= Gene Callahan =

American art director (1923–1990)

Gene Callahan (November 7, 1923—December 26, 1990) was an American art director as well as set and production designer who contributed to over fifty films and more than a thousand TV episodes. He received nominations for the British Academy Film Award and four Oscars, including two wins (in 1962 and 1964).

==Biography==
A native of Louisiana, Eugene F. Callahan had a lifelong association with the state. He kept a home in the capital, Baton Rouge, where he began his designing career in the 1940s as a student at Louisiana State University, and his penultimate film assignment was as production designer on Steel Magnolias, lensed in Natchitoches in 1989.

Callahan was a prolific contributor to early television, starting with the first full-schedule broadcast season in 1948–49. He worked on numerous live shows during TV's Golden Age and continued with filmed episodes through the late 1950s and early 60s.
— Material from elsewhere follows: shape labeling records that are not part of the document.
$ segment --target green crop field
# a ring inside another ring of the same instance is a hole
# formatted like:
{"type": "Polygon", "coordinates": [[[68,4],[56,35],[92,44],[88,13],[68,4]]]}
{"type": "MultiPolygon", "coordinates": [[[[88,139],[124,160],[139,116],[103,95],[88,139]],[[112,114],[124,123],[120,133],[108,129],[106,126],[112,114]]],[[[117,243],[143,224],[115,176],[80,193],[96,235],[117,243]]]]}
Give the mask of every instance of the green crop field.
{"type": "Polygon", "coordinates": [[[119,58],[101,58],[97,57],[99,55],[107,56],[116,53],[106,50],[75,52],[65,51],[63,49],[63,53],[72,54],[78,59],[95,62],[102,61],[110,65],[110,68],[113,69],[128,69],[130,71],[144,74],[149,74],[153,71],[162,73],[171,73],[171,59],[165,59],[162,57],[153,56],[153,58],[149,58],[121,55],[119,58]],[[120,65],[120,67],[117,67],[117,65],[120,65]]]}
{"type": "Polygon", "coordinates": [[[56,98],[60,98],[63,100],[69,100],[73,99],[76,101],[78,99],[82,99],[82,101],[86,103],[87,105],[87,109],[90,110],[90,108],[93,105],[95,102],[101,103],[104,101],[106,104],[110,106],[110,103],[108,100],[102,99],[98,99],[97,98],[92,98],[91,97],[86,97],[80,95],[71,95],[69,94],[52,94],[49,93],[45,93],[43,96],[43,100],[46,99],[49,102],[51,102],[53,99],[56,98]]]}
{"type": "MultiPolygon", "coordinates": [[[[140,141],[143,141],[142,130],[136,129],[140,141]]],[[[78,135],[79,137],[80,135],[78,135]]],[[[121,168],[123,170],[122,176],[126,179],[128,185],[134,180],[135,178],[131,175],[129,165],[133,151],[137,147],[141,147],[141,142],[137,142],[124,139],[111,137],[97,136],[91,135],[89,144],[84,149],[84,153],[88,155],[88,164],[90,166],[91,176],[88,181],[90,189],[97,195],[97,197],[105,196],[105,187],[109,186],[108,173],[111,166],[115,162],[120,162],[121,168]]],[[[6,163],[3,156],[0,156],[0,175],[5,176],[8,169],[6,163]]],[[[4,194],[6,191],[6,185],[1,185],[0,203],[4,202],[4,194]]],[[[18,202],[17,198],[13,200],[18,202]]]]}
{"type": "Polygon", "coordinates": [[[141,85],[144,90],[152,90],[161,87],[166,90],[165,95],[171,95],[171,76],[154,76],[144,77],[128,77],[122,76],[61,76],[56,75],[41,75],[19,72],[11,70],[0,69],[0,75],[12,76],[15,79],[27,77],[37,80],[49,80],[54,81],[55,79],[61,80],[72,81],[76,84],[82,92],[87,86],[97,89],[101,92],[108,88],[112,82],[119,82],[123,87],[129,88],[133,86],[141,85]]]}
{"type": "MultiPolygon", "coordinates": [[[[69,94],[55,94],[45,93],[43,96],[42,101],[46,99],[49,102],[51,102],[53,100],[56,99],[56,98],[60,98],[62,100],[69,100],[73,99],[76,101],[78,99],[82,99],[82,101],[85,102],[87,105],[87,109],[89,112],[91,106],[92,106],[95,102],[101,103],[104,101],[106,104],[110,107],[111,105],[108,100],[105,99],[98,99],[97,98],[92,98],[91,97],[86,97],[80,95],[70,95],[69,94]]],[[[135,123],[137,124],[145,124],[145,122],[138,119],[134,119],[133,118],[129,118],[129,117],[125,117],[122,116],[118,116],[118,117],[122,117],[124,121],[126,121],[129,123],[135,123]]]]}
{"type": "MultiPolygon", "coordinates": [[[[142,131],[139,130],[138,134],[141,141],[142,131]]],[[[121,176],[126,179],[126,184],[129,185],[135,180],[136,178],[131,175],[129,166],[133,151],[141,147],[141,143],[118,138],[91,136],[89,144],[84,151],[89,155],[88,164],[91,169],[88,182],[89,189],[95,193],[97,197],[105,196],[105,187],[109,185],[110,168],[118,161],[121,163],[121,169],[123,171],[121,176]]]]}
His first film as set decorator was 1959's The Fugitive Kind, and his fourth assignment, 1961's black-and-white The Hustler brought him his first Academy Award. 1964 was a banner year for him with two Oscar nominations—The Cardinal in the color category and America America in the category of black-and-white films, with the latter winning him his second Oscar. Unlike the 1962 win for The Hustler, which he shared with production designer Harry Horner or his shared nomination for The Cardinal with production designer Lyle R. Wheeler, the award for America America, was his alone. Elia Kazan's acclaimed epic set in turn-of-the-century Greece and Turkey was nominated for Best Picture and Best Director, but it was Callahan's epic production values that won the film's only Oscar.

Gene Callahan's professional relationship with Elia Kazan began two years before America America and extended to four of Kazan's final five films. The first title, 1961's Splendor in the Grass, which introduced Warren Beatty to the screen and won an Oscar for William Inge's screenplay, credited Callahan as the set decorator. Eight years later, he was the production designer for Kazan's next film after America, America, 1969's The Arrangement, which received almost entirely negative reviews and no Oscar nominations. He did not work on Kazan's next production, 1972's The Visitors, another poorly accepted title, but five years later, in 1977, there was one more Oscar nomination for Gene Callahan. The Last Tycoon, Elia Kazan's final directorial effort assigned him the task of recreating 1920s Hollywood as it was portrayed in F. Scott Fitzgerald's last, unfinished novel which reimagined the period setting and its driven, doomed protagonist, an Irving Thalberg-like movie producer, portrayed by Robert De Niro. The nomination (shared with art director Jack T. Collis and set decorator Jerry Wunderlich) was the only one given by the Academy to the film, which in addition to a mixture of good, tepid and negative reviews, was burdened by weak publicity and box office returns.

Gene Callahan died of a heart attack at his home in Baton Rouge, seven weeks after his 67th birthday. His final film, The Man in the Moon, a touching coming-of-age story filmed, as in the case of Steel Magnolias, in Natchitoches as well as Louisiana's Kisatchie National Forest, was released in October 1991, nearly a year after his death.